Now I feel stupid. I'd not thought about it from the old school telephone company 600-600 ohm perspective. So essentially although a bit archaic, dBm is still a valid unit that is interchangeable with dBu from a practical standpoint. At least as far as comparing specs. I now recall the u in dBu meaning unreferenced or unloaded. Am I getting this right??

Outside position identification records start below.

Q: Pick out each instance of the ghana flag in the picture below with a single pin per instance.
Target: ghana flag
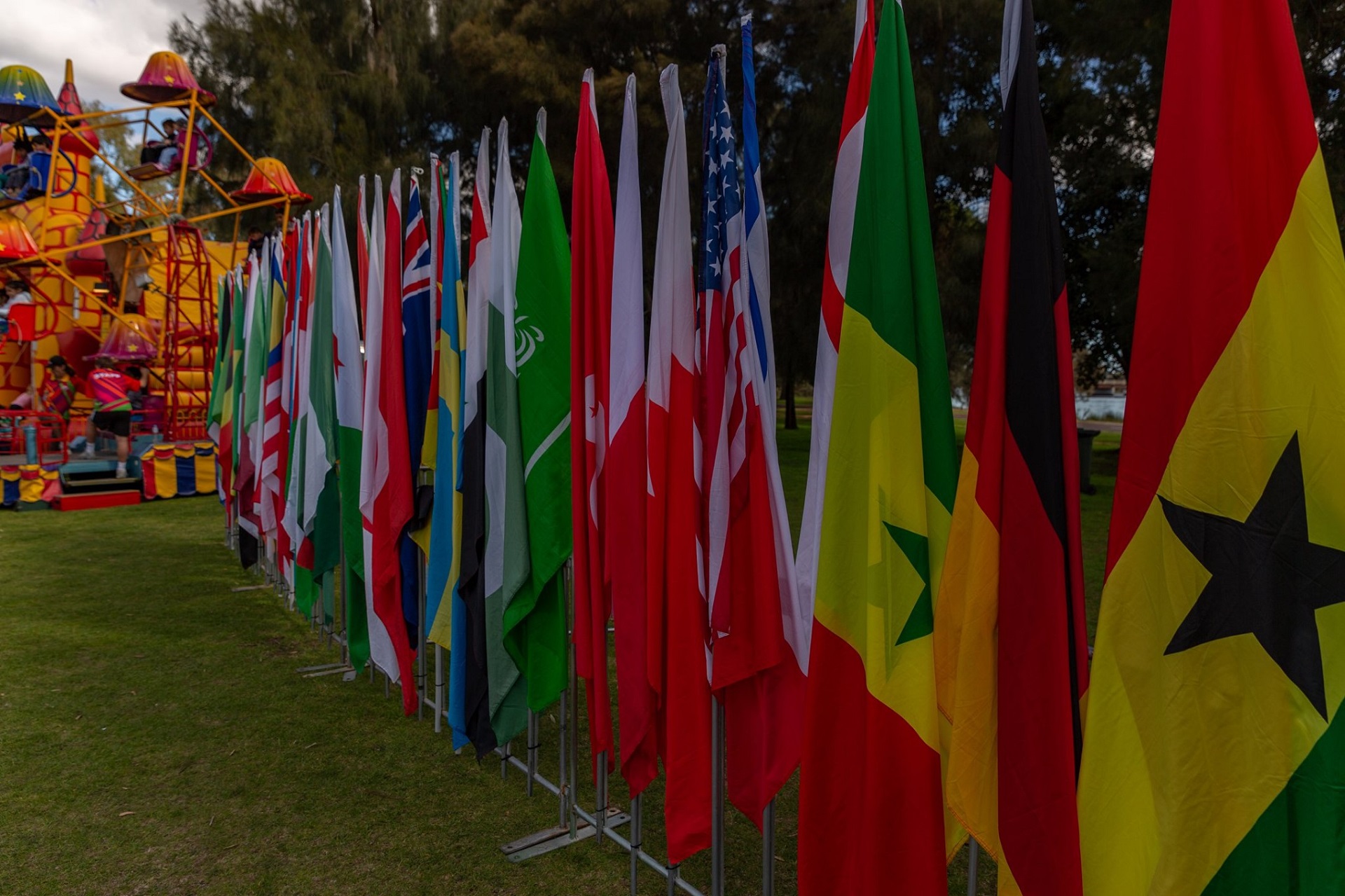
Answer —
(1215, 751)
(1010, 646)
(871, 802)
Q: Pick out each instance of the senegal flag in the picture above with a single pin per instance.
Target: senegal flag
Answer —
(871, 802)
(1213, 750)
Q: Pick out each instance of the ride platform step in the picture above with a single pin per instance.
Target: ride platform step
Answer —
(99, 499)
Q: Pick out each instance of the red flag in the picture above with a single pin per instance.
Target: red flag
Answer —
(677, 625)
(362, 257)
(591, 291)
(393, 502)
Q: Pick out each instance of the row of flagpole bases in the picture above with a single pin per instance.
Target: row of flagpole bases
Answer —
(574, 824)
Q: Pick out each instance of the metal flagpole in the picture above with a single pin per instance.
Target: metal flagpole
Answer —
(439, 688)
(532, 748)
(574, 723)
(637, 840)
(717, 798)
(420, 630)
(567, 783)
(602, 795)
(768, 849)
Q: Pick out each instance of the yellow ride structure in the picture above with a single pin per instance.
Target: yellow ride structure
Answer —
(113, 252)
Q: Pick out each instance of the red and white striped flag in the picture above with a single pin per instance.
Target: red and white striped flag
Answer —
(677, 622)
(843, 190)
(627, 470)
(385, 475)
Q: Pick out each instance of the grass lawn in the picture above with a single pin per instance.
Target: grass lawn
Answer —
(156, 739)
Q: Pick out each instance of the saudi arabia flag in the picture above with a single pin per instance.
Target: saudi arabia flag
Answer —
(872, 745)
(506, 516)
(534, 619)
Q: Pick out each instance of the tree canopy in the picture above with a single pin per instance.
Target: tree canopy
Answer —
(342, 88)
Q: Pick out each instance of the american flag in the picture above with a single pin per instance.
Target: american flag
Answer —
(752, 668)
(722, 334)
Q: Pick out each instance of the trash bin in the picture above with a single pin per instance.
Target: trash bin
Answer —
(1086, 438)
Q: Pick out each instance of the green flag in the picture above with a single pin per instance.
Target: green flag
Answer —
(507, 564)
(534, 619)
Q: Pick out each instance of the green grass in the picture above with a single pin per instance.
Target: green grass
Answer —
(156, 739)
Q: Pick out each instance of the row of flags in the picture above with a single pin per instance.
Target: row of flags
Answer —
(922, 659)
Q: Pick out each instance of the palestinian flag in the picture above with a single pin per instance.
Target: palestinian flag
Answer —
(319, 513)
(1010, 647)
(1213, 745)
(469, 701)
(871, 801)
(534, 621)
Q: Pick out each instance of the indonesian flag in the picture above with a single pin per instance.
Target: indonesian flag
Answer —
(362, 256)
(275, 422)
(591, 294)
(385, 481)
(294, 532)
(627, 470)
(675, 599)
(833, 301)
(350, 400)
(288, 257)
(754, 669)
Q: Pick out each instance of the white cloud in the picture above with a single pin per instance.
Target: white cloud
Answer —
(109, 41)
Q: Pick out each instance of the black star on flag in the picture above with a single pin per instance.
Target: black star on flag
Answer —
(1266, 577)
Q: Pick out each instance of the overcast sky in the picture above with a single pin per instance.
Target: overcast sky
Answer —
(108, 39)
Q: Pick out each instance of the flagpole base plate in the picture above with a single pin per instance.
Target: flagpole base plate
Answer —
(552, 839)
(329, 669)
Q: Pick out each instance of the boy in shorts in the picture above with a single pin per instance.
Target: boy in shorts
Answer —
(109, 389)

My whole now moot, point actually was to poke fun at the quirky nature of design engineers. It reminded me of the Nagra recorders we used in filmmaking for several decades. The designer was unquestioningly brilliant but perhaps a bit mad. Used dual banana plugs for headphones instead of ¼ inch and if I remember correctly even reversed the gender of the xlr connections on some models. He was able to ignore standards because he designed what was arguably the finest device of its type ever built. By the way, the device I was referring to is the ATI 8MX2 mixer. I was looking for a small preamp/mixer that can cover multiple applications, and was surprised by the use of dBm in their specs.
Thanks
Dean

Technically 0 dBm, is 1 mWatt so only interchangeable with dBu for the single case of 600 ohm termination. This is archaic and too much info for modern consideration. In practice when people say 0 dBm the 600 ohm termination is implied or ignored and they generally mean the same voltage as 0 dBu.